La direction d’API, évoque « un licenciement pour faute grave » ayant motivé pareilles décisions. La Belle affaire : Nadia n’a fait que prendre ses pauses légales conformément au code du travail. Les problèmes de pauses constituent le principale leitmotiv du courrier. Un motif sans cause réelle et sérieuse pour n’importe quel délégué digne de ce nom. Qu’a cela ne tienne, lors de l’entretien préalable, la mauvaise volonté de la délégué CGT chargée de l’assister, élu du groupe API, est flagrante à ses yeux : « Elle n’avait cesse de prendre parti pour la direction, dit-elle, alors que le motif est notoirement contre nature ».

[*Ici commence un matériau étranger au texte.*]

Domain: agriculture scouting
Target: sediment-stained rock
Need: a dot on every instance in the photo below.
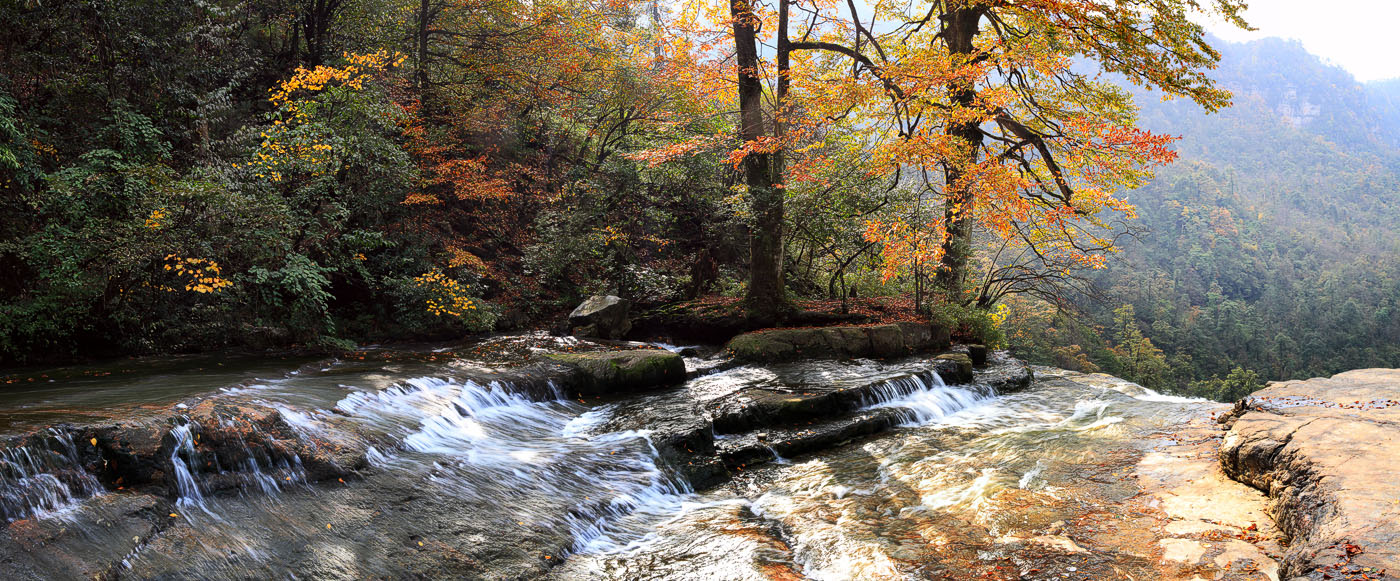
(1327, 454)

Bien avant, Nadia avait alerté cette délégué de faits de harcèlements moral de son chef Gérant... Appels demeurés sans réponse. La salariée licenciée a du faire des pieds et des mains pour obtenir un compte rendu de l’entretien préalable relevant ses réponses contre les allégations portées contre elle...

L’agression physique commise le 9 Juin 2020 par le directeur de l’Ehpad contre Nadia, brutalement éjectée de son lieu de travail à l’annonce de sa mise à pied. Elle dépose plainte au commissariat de Jean Macé. La policière chargée d’enregistrer la plainte “d’une plongeuse contre son patron” fait la moue : « Pourquoi porter plainte, lui dit-elle ; une main courante suffit ». Nadia a du insister pour que l’on enregistre mot pour mot la teneur de ses déclarations, devant la policière, incrédule, n’ayant cesse de dénaturer ses propos.

Nadia a depuis contacté une avocate et compte bien saisir les Prud’hommes pour exiger la condamnation de son employeur. « On a travaillé comme des acharnés pendant le confinement, au risque de notre vie, dit-elle amère, et voici les remerciements » . Combien sont-ils aujourd’hui dans son cas ? Après les efforts fournis pendant la phase de pandémie, les applaudissements du public de ceux restés au front, c’est le silence radio des médias et des autorités.

Que deviennent les promesses de gouvernement, ici ou là des soignants, des employés de la restauration en Ehpad ou en hôpitaux sont licenciés. Muriel Pénicaud, la ministre du Travail, n’avait-elle pas assurée le 16 mars 2020 dans les Échos : garantir le travail pour tous : « Pendant la crise, c’est zéro licenciement ». Emmanuel Macron, appelant à la mobilisation générale de tous en mars, parlant « des salariés « essentiels » appelés au front pour éviter que des services essentiels à la vie du pays ne viennent à faire défaut…
A mauvais entendeur salut, pourrait on lui dire.